Я всегда любил Чехова и Гоголя, а также „Обломова“. А из швейцарцев Фриш всегда значил для меня больше, чем Дюрренматт. Знаете, между бернцами и цюрихцами всегда было историческое противостояние. Мне ближе бернцы, поэтому я никогда не понимал ни Низона, ни Летчера. Впрочем, конечно, Цюрих – город Бодмера и Брайтингера[66], а потому не может быть мне чужд. Вы знаете, одно время мы боялись, что наше национальное своеобразие, наши диалекты исчезнут. В истории Швейцарии XX века была одна выдающаяся личность (все выдающиеся личности в швейцарской истории всегда выдавались чем-то негативным) – это генерал Вилле. Он принципиально говорил только на хохдойтче, презирая диалекты и тем самым подчеркивая свою близость с Германией. Все считают, что наши разногласия с Германией начались после Второй мировой войны, болезненная тема, но она возникла из недоразумения. На самом деле Швейцария отстранилась от Германии сразу после Первой мировой, не простив ей поражения. Уже тогда мы начали осознавать свое национальное своеобразие. А за присоединение к Евросоюзу я выступаю потому, что Европа находится уже несколько десятилетий в состоянии мира, и это великий дар, который необходимо сохранить. Я различаю Европу, границы которой обширны и простираются вплоть до России, и Евросоюз – политическое образование, границы которого строго определены и не должны размываться». Это был ответ на вопрос о близких по духу швейцарских писателях…
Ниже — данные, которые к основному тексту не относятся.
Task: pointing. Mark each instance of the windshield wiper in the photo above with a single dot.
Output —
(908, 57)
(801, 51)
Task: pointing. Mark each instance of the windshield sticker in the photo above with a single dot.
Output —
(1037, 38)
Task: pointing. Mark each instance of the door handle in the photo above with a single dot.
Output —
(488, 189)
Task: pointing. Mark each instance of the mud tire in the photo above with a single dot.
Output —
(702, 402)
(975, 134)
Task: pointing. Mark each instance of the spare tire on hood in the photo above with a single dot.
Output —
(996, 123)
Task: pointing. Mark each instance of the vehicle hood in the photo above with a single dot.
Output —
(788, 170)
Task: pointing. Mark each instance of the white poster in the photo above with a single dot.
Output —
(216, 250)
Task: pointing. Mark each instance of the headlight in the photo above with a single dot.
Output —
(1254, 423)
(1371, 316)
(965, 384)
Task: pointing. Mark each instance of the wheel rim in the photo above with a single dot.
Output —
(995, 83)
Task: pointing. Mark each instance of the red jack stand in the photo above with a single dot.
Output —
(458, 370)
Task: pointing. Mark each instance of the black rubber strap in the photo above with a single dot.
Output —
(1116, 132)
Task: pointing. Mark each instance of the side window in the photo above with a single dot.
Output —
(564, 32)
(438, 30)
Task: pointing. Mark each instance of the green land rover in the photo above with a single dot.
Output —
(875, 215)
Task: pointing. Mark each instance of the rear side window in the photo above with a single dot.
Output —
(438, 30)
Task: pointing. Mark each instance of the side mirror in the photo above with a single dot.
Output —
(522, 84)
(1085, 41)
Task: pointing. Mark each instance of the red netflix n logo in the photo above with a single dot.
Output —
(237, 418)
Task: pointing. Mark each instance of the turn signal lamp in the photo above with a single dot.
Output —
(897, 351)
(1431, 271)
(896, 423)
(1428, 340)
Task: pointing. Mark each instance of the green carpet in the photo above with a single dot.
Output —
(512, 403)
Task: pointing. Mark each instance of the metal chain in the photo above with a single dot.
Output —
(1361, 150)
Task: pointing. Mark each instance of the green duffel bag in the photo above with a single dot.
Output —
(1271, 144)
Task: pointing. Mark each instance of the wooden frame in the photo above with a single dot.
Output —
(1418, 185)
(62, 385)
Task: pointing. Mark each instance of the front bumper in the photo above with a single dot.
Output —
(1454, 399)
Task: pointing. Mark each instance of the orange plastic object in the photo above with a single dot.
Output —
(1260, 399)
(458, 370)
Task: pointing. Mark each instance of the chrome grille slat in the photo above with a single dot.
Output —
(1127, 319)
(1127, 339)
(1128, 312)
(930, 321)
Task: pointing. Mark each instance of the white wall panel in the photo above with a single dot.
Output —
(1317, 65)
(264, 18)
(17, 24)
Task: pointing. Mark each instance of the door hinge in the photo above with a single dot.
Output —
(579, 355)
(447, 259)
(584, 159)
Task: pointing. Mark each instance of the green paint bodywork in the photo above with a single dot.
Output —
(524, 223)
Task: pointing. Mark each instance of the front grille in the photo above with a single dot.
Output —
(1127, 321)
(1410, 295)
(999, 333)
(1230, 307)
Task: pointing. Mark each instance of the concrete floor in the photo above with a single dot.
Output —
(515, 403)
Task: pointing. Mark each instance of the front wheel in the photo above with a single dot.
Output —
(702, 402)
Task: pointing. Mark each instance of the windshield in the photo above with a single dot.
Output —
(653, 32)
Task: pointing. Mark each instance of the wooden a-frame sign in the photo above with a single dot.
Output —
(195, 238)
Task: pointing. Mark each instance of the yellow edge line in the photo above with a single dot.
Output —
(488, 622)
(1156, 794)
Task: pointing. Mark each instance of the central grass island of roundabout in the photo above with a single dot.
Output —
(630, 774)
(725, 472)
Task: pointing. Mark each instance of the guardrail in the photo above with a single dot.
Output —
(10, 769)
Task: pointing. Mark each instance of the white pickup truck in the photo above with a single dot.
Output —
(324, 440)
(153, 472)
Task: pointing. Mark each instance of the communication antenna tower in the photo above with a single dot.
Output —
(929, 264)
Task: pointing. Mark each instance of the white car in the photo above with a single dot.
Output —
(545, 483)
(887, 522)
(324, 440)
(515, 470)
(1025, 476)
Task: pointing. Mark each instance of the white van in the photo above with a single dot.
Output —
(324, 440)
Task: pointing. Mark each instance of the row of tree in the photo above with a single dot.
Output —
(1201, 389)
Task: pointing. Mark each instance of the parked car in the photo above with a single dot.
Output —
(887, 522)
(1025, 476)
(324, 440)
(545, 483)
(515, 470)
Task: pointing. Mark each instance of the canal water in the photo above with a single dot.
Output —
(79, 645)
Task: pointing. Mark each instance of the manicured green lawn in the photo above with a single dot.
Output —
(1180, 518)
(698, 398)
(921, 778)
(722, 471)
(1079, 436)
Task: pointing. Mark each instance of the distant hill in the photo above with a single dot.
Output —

На Золотурнских днях представлено также много женской литературы. Катарина Фабер читает из романа «Чуждые знаки», написанного из перспективы превратившихся в ангелов умерших детей, один из которых русский, живший при Сталине архангел Михаил. Все они пытаются защищать молодую девушку, посылая ей зачастую непонятные «чуждые» сигналы. Сюзанна Швагер в романе «Тело и кровь» со сдержанным юмором и грустью рассказывает от лица своего дедушки историю его жизни. Живущая в Канаде Верена Штефан, лауреат премии Шиллера 2007 года, повествует об истории лесбийской любви, безличная форма повествования которой превращает ее в общечеловеческую. Моника Марон, ветеран Золотурнских дней, читает отрывок из романа, длящегося 12 часов – ровно столько, сколько длится рейс из Берлина в Мехико-сити, куда Йоханна уезжает от своего мужа к сумасшедней русской подруге.
Сын русского химика Поль Низон взахлеб читает отрывки из своего журнала, в которых говорится о самом процессе творчестве, и, как всегда, речь идет о жизни в двух языках[67] – немецком и французском, но также хох-дойтче и диалекте, о любви к чувству любви, о телесной работе писателя и книге как анатомии творческого процесса. Но журнал Низона похож не столько на анатомию, сколько на душевный стриптиз пожилого светского господина.
Йорг Штайгер – еще один представитель уходящего поколения, пытающийся удержать мимолетное и зыбкое, мгновенно забывающееся. «Нужно смотреть, как парит орел, а не рассуждать об этом», – считает писатель, не желая вступать в дискуссию.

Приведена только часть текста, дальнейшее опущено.